Variables & Types
Python is dynamically typed, yet types still rule everything. Learn what a variable really is — a name, not a box — the core built-in types, and how to inspect them.
What you'll learn
- The difference between a variable and the value it points to
- The six built-in types you will use almost all of the time
- How to inspect a value's type with type() and isinstance()
- Why 'is' and '==' ask two different questions
Before you start
It is tempting to picture a variable as a little box with a value tucked inside it. That picture is comforting, and in Python it is wrong — and the wrongness explains a whole family of surprises that catch people arriving from other languages. A variable here is not a box. It is a name, and the name points at an object that lives somewhere in memory.
That one shift — from boxes holding values to names pointing at objects — is worth slowing down for, because once you see it, behaviour that looked like a bug turns out to be the rule working exactly as designed.
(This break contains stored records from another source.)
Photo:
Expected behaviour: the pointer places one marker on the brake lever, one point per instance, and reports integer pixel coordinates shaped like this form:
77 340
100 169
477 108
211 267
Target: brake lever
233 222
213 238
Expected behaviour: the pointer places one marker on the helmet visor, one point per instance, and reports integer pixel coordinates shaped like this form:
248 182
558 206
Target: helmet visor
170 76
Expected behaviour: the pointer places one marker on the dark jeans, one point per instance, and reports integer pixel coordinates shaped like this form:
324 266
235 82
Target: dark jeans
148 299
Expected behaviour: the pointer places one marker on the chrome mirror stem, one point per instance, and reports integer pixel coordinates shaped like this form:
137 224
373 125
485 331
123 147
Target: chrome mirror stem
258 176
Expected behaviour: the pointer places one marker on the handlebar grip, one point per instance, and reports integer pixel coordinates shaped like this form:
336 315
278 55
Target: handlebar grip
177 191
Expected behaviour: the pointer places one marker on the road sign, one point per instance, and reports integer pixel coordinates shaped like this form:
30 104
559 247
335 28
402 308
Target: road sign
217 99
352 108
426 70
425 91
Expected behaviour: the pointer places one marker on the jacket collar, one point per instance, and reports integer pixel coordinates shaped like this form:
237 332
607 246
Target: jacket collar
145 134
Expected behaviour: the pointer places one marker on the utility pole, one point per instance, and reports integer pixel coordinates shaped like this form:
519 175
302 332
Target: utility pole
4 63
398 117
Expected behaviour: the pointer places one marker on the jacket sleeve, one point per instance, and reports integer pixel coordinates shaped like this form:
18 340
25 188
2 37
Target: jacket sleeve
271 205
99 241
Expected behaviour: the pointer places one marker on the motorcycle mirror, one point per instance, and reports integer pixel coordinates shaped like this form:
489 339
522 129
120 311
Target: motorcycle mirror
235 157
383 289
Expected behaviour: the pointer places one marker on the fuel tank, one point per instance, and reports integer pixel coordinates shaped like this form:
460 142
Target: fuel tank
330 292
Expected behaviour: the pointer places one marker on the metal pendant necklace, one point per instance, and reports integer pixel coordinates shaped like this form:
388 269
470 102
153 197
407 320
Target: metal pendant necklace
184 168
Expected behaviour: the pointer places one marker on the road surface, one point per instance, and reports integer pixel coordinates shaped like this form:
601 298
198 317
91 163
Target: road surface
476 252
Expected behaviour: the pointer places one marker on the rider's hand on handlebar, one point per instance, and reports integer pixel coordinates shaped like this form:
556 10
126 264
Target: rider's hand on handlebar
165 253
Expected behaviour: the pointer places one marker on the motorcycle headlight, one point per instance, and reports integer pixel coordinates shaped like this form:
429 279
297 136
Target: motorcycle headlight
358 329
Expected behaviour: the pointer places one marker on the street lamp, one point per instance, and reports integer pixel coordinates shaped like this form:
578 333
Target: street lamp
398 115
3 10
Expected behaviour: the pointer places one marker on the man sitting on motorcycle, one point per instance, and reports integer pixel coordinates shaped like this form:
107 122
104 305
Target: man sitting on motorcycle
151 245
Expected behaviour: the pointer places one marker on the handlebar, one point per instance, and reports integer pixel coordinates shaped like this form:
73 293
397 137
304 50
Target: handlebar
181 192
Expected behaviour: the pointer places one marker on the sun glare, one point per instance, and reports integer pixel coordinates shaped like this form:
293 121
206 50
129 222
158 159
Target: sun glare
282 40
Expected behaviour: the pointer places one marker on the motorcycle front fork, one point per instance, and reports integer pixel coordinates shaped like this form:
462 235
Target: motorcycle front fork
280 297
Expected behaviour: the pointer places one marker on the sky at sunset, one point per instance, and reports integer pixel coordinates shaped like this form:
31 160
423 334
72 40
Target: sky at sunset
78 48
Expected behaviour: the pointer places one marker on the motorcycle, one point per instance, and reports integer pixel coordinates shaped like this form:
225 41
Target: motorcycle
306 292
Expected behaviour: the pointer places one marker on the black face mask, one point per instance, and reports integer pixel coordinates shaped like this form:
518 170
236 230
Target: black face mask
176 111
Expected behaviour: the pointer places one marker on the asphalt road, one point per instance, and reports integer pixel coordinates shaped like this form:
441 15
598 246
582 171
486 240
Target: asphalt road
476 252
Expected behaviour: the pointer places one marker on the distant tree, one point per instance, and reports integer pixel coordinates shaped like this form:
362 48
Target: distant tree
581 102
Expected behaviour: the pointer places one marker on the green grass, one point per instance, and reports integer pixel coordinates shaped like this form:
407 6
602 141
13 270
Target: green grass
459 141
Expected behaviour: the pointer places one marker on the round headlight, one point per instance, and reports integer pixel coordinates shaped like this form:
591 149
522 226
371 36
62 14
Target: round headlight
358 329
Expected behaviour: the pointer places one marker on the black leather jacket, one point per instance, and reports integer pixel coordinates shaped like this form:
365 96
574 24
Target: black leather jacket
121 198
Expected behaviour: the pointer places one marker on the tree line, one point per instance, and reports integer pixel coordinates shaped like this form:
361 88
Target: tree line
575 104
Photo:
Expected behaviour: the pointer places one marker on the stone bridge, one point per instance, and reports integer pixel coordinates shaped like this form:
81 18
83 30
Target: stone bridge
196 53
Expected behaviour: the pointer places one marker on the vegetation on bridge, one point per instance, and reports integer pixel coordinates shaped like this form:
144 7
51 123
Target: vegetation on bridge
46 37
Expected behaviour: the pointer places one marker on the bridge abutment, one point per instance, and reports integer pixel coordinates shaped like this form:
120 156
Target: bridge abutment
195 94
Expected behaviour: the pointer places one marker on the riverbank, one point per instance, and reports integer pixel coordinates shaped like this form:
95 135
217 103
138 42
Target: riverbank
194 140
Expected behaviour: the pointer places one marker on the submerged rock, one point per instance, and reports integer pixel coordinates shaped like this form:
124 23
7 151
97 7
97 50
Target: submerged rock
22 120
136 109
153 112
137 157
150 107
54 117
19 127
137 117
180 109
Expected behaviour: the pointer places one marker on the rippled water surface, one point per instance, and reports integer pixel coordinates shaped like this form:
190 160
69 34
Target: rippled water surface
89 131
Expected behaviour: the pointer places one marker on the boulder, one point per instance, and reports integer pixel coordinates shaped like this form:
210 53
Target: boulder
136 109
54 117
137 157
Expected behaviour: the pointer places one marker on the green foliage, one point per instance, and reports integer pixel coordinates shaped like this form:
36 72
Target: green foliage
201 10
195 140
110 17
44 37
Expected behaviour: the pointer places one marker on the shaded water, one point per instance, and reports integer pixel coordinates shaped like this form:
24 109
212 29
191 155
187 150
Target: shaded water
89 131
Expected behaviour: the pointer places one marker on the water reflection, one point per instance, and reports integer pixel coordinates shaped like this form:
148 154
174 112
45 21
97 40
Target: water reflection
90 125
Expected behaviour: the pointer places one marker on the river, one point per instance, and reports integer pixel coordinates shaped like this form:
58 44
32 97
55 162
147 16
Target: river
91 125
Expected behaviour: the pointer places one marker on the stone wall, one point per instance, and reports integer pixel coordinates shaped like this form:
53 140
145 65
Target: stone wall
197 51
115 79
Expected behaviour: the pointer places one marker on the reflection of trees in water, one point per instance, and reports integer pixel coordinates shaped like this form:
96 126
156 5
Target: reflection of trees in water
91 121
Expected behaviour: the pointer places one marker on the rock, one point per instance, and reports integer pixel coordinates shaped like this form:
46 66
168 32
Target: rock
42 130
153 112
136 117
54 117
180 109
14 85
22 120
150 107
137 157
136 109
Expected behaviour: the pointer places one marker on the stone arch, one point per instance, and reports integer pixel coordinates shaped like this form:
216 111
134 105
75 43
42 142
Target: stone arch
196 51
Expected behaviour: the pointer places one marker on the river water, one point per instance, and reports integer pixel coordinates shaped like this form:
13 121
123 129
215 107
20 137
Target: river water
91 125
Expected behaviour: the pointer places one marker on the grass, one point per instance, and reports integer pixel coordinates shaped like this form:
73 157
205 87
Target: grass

A name points at an object
Watch what happens when we bind a second name to the same list and then change the list through that second name:
x = [1, 2, 3]
y = x # y points at the SAME list as x
y.append(4)
print("x =", x)
print("y =", y)
print("same object?", x is y)
x = [1, 2, 3, 4]
y = [1, 2, 3, 4]
same object? True
Notice that appending through y changed what you see through x. If a variable were a box, that could not happen — x would have its own copy. But = never copies; it only binds another name to the object already there. So x and y are two names for one list, and x is y confirms it. To get a genuinely separate list you have to ask for one, with y = x.copy() or y = list(x).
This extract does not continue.